A backtrack point is a "thing" that describes a place in our program where we had two alternative ways to fulfill our goal. We do one thing but make a note about the other possibility. If we at some point fail, we backtrack to the place we noted in the most recent backtrack point we created and follow the alterative way we noted in the backtrack point. (That backtrack point is then used and thus discarded).
So with all three runGoal() clauses we will first create a backtrack point to the two last clauses and then execute the first clause.
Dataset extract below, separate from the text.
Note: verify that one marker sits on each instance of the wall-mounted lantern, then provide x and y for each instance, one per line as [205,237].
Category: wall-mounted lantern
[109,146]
As discussed above the first clause will succeed, so we will return from runGoal() to the place in run() where runGoal() was called from, but we have also created a backtrack point to the two last clauses of runGoal().
The code we wrote in the run clause will (without going into the datails) has the effect that we backtrack according to our backtrack point, so after returning from runGoal the first time we will backtrack to the last two runGoal clauses.
When we backtrack to the last two clauses there is a choice between the second and the third clause, so again a abcktrack point is created, this time to the third clause, and then the second clause is executed.
As mentioned before the second clause will fail in the not(father("Sue", "John")) call, when this happens we will again backtrack to where the latest backtrack point says, i.e. to the third runGoal clause. The third clause is the last clause so here we don't have a choice point and therefore we do not have any more backtrack points left.
The third clause will execute as described above and runGoal will return to then run() clause, and with no more backtrack points run() will finish and eventually the entire program will finish.
Notice that we backtracked two times in this program:
- The first time we backtracked back into a predicate that had already returned one time, and therefore a single call to runGoal returned twice to run
- The second backtrack was from the nested call to father in the secon runGoal clause to the third runGoal clause.
- Calls can succeed or fail.
- Whenever there is a choice point a backtrack point is created to the second choice and the first choice is pursuited.
- When a predicate fails program control is backtracked to the latest backtrack point.
- Backtrack may "jump" out from nested calls
- Backtracking may also "jump" back into already succeeded calls
- So as a result of backtracking a certain predicate call may succeed/return several times.